Updated

A number of high-profile musicians -- including members of Pearl Jam, R.E.M. and the Roots -- pressed the government Thursday to name the songs it blasted at the Guantanamo detainee center to coerce or punish prisoners held there, the Washington Post reported Thursday.

The songs were said to be played for hours -- sometimes days, a practice the musicians say amounted to torture, and one the Obama administration says has been discontinued.

In an effort to declassify all records related to what they say was the use of music as torture, several musicians have endorsed a Freedom of Information Act request filed by the National Security Archive, according to the newspaper.

"I think every musician should be involved," singer-songwriter Rosanne Cash, daughter of Johnny Cash, told the Post. "It seems so obvious. Music should never be used as torture."

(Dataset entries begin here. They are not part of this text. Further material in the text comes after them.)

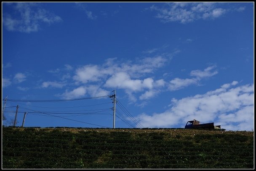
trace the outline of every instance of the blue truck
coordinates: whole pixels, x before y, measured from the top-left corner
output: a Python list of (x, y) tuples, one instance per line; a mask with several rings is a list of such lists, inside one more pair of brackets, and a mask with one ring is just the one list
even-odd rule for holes
[(188, 121), (185, 126), (185, 129), (221, 129), (220, 125), (214, 125), (214, 122), (207, 123), (206, 124), (200, 124), (200, 122), (194, 119), (192, 121)]

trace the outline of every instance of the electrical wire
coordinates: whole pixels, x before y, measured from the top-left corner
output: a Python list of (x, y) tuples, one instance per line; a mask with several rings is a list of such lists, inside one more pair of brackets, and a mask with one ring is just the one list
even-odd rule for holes
[[(144, 127), (142, 125), (141, 125), (139, 122), (139, 121), (138, 121), (133, 117), (133, 116), (132, 116), (132, 115), (131, 114), (131, 113), (129, 112), (129, 111), (128, 111), (128, 110), (127, 110), (127, 109), (126, 109), (125, 107), (124, 106), (123, 106), (123, 105), (122, 104), (122, 103), (121, 103), (121, 102), (119, 100), (117, 100), (117, 101), (119, 102), (119, 103), (120, 104), (121, 104), (121, 105), (122, 105), (122, 106), (123, 107), (123, 108), (125, 109), (125, 110), (126, 110), (127, 111), (127, 112), (128, 112), (127, 113), (128, 114), (129, 114), (133, 118), (134, 120), (137, 125), (138, 125), (138, 126), (139, 126), (140, 127), (141, 127), (141, 128)], [(118, 103), (117, 103), (117, 104), (118, 104)]]
[[(18, 100), (18, 99), (8, 99), (8, 101), (25, 101), (30, 102), (55, 102), (55, 101), (73, 101), (75, 100), (87, 100), (91, 99), (93, 98), (101, 98), (102, 97), (108, 97), (109, 95), (99, 96), (96, 97), (87, 97), (85, 98), (73, 98), (70, 99), (59, 99), (59, 100)], [(3, 99), (4, 100), (4, 99)]]
[(58, 116), (53, 115), (52, 115), (52, 114), (48, 114), (45, 113), (44, 113), (44, 112), (40, 112), (39, 111), (35, 111), (35, 110), (34, 110), (30, 109), (26, 109), (26, 108), (23, 108), (24, 109), (27, 109), (27, 110), (31, 110), (32, 111), (36, 111), (36, 112), (40, 112), (40, 113), (41, 113), (42, 114), (48, 114), (48, 115), (50, 115), (50, 116), (52, 116), (53, 117), (59, 117), (59, 118), (60, 118), (64, 119), (65, 119), (70, 120), (72, 120), (72, 121), (76, 121), (76, 122), (79, 122), (83, 123), (86, 124), (91, 124), (91, 125), (93, 125), (98, 126), (100, 126), (100, 127), (106, 127), (106, 128), (110, 128), (110, 127), (105, 127), (104, 126), (99, 125), (98, 125), (98, 124), (91, 124), (91, 123), (89, 123), (85, 122), (82, 122), (82, 121), (77, 121), (76, 120), (72, 119), (71, 119), (66, 118), (63, 117), (59, 117)]

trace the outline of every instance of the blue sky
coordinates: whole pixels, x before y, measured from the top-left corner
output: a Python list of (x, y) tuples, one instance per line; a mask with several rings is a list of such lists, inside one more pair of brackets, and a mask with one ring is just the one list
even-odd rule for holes
[(254, 129), (253, 2), (2, 9), (3, 124), (111, 128), (116, 90), (115, 127)]

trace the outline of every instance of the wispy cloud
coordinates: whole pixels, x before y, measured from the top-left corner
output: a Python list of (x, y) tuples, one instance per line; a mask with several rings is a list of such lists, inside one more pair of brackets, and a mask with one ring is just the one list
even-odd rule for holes
[(197, 79), (211, 77), (218, 73), (218, 71), (216, 70), (212, 72), (212, 70), (216, 67), (216, 65), (213, 65), (205, 68), (203, 71), (199, 70), (194, 70), (190, 72), (190, 75), (196, 77)]
[(195, 84), (197, 83), (195, 78), (181, 79), (175, 78), (170, 81), (169, 89), (171, 91), (174, 91), (183, 88), (191, 84)]
[(156, 17), (163, 23), (177, 21), (185, 24), (221, 17), (227, 10), (219, 8), (220, 5), (213, 3), (171, 3), (162, 7), (153, 5), (149, 9), (157, 11)]
[(214, 121), (227, 130), (251, 130), (254, 127), (254, 85), (232, 87), (237, 83), (234, 81), (205, 94), (173, 98), (168, 110), (141, 114), (137, 119), (148, 127), (184, 127), (195, 119), (202, 123)]
[(64, 66), (65, 66), (65, 69), (66, 70), (73, 70), (73, 67), (70, 65), (66, 64)]
[(22, 73), (17, 73), (14, 76), (13, 80), (16, 82), (20, 83), (25, 81), (26, 78), (27, 76), (25, 74)]
[(84, 97), (86, 94), (91, 97), (109, 95), (110, 93), (103, 89), (97, 85), (90, 85), (88, 86), (80, 86), (72, 91), (66, 90), (65, 93), (59, 95), (65, 99), (71, 99)]
[(65, 93), (60, 96), (65, 99), (71, 99), (83, 97), (86, 93), (86, 89), (85, 87), (81, 86), (71, 91), (66, 90)]
[(13, 3), (7, 6), (4, 3), (3, 5), (3, 8), (11, 8), (15, 11), (15, 13), (3, 14), (3, 24), (9, 31), (36, 32), (43, 23), (50, 25), (62, 21), (60, 17), (40, 8), (37, 3)]
[(66, 84), (63, 83), (58, 83), (56, 81), (45, 81), (42, 83), (41, 87), (47, 88), (49, 87), (55, 88), (62, 88)]
[(86, 5), (83, 3), (76, 3), (76, 6), (79, 9), (84, 11), (87, 16), (87, 18), (91, 20), (94, 20), (97, 18), (97, 16), (93, 15), (93, 13), (87, 9)]
[(3, 88), (8, 87), (11, 84), (11, 81), (8, 78), (2, 78), (2, 86)]
[(170, 81), (168, 88), (171, 91), (179, 90), (190, 85), (197, 84), (202, 79), (211, 77), (218, 73), (218, 71), (213, 71), (216, 67), (216, 65), (208, 67), (202, 71), (194, 70), (190, 72), (190, 76), (195, 77), (191, 78), (182, 79), (176, 78)]
[(2, 66), (3, 68), (6, 68), (11, 67), (11, 64), (10, 62), (8, 62), (5, 65), (3, 64)]
[(23, 91), (27, 91), (29, 89), (28, 87), (22, 87), (20, 86), (17, 87), (17, 88)]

"The fact that music I helped create was used in crimes against humanity sickens me," Tom Morello of Rage Against the Machine, said in a statement, according to the Post. "We need to end torture and close Guantanamo now."

Thomas Blanton, executive director of the National Security Archive, claimed in a press release Thursday that the U.S. government "turned a jukebox into an instrument of torture."

"The musicians and the public have the right to know how an expression of popular culture was transformed into an enhanced interrogation technique," Blanton said.

A White House spokesman reportedly told the newspaper that music is no longer used as a method of torture at the terrorist detention center.  President Obama signed executive orders on his second day in office to shut down Guantanamo Bay within a year and to ban harsh interrogation techniques.